Bu mudur? Totalde ne getirir bu? Bireyin düşünce ve davranış özgürlüğünü alabildiğine tattığı ve hazzın sınırlarını zorladığı söylenebilir belki. Tabu ve dogmalardan tamamen temizlenmiş arınmış üstün toplum bu mudur acaba?

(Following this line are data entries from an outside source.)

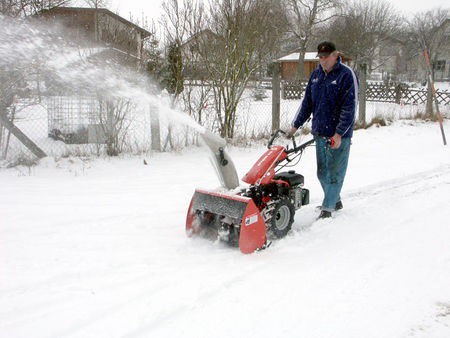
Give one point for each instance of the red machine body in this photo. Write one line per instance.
(266, 207)
(263, 170)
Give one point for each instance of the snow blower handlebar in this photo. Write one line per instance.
(295, 149)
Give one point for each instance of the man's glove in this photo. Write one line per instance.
(290, 133)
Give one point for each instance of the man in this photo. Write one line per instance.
(331, 97)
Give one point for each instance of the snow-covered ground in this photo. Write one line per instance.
(98, 249)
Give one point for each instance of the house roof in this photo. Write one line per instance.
(145, 33)
(309, 56)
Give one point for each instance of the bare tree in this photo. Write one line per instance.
(239, 50)
(305, 17)
(363, 27)
(430, 34)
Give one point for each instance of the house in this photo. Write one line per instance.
(90, 26)
(194, 50)
(288, 64)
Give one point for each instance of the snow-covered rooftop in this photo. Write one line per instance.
(309, 56)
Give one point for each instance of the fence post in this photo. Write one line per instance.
(26, 141)
(276, 97)
(155, 130)
(362, 94)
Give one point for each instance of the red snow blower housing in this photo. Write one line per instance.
(266, 206)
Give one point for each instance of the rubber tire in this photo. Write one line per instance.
(282, 218)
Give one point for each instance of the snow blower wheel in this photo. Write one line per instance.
(282, 218)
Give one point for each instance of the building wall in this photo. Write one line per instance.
(289, 69)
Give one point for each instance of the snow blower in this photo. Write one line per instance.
(246, 217)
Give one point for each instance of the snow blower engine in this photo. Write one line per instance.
(265, 208)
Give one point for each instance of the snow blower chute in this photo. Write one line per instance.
(265, 207)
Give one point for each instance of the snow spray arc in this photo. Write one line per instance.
(66, 67)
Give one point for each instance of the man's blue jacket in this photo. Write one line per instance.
(332, 100)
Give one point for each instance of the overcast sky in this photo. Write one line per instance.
(152, 8)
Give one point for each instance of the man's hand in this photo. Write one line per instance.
(290, 132)
(337, 141)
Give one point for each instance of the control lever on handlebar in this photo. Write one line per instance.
(274, 136)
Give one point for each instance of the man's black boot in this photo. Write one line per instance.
(324, 214)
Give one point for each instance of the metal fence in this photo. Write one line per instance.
(376, 92)
(62, 126)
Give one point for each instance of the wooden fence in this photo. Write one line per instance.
(377, 92)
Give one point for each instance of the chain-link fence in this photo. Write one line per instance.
(62, 126)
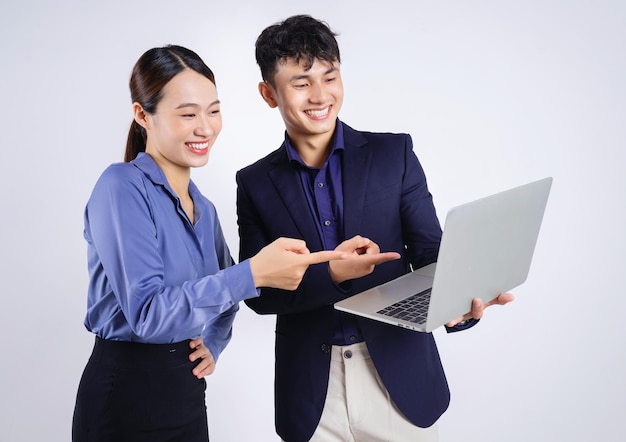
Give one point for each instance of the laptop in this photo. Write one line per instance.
(486, 249)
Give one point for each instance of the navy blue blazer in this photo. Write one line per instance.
(386, 199)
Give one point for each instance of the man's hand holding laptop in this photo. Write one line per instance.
(478, 308)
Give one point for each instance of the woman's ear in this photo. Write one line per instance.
(267, 93)
(141, 116)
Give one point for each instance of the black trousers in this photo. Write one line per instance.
(140, 392)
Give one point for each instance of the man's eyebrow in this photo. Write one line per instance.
(182, 105)
(330, 70)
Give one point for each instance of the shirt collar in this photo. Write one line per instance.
(336, 144)
(151, 169)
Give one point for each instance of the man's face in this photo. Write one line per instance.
(308, 100)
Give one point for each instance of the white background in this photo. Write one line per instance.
(495, 93)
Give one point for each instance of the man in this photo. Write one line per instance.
(340, 377)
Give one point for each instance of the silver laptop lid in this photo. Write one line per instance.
(486, 249)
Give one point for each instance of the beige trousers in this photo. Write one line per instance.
(358, 407)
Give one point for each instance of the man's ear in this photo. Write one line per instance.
(141, 116)
(267, 93)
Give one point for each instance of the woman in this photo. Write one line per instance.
(163, 289)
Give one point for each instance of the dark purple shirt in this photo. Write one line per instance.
(324, 194)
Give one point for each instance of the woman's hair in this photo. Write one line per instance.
(299, 37)
(154, 69)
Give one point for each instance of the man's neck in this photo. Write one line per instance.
(312, 149)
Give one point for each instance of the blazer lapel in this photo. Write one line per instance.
(356, 166)
(289, 188)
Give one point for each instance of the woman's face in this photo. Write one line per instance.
(186, 123)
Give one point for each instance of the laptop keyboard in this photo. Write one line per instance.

Bir diğer yanı da şu olayın: Ahlak/vicdan sayesinde zaten hukuksuzluğa yönelmeyecek insan tipi yetiştirmek mümkün ise, neden o kadar masraflı yola gidilip de insana sınırsız düşünce ve davranış özgürlüğü alanı bırakılıp sonradan da ortaya çıkan tüm zararlar hukuki mekanizmalarla bertaraf edilmeye çalışılıyor ve onca hasarın oluşmasına izin verildikten sonra, zararın telafisi yoluna gidiliyor ille de? Bırak yapsınlar, bırak kırsınlar, bırak döksünler, sonra gelir hukuk mekanizması ile hesabını sorarız yerine, insanların iç ahlakını/vicdanını belirli ölçü ve şekillerde oluşturup, en azından tarihte edinilen tecrübelerden istifade edilebilecek alanları, bireylere bir ahlak öğretisi olarak sunmanın çok mu zararı olur?

Konuyu tam açamadım ve aktarmak istediğim bilgileri tam aktaramadım ama, şimdilik bununla yetininiz ve tartışınız bakalım.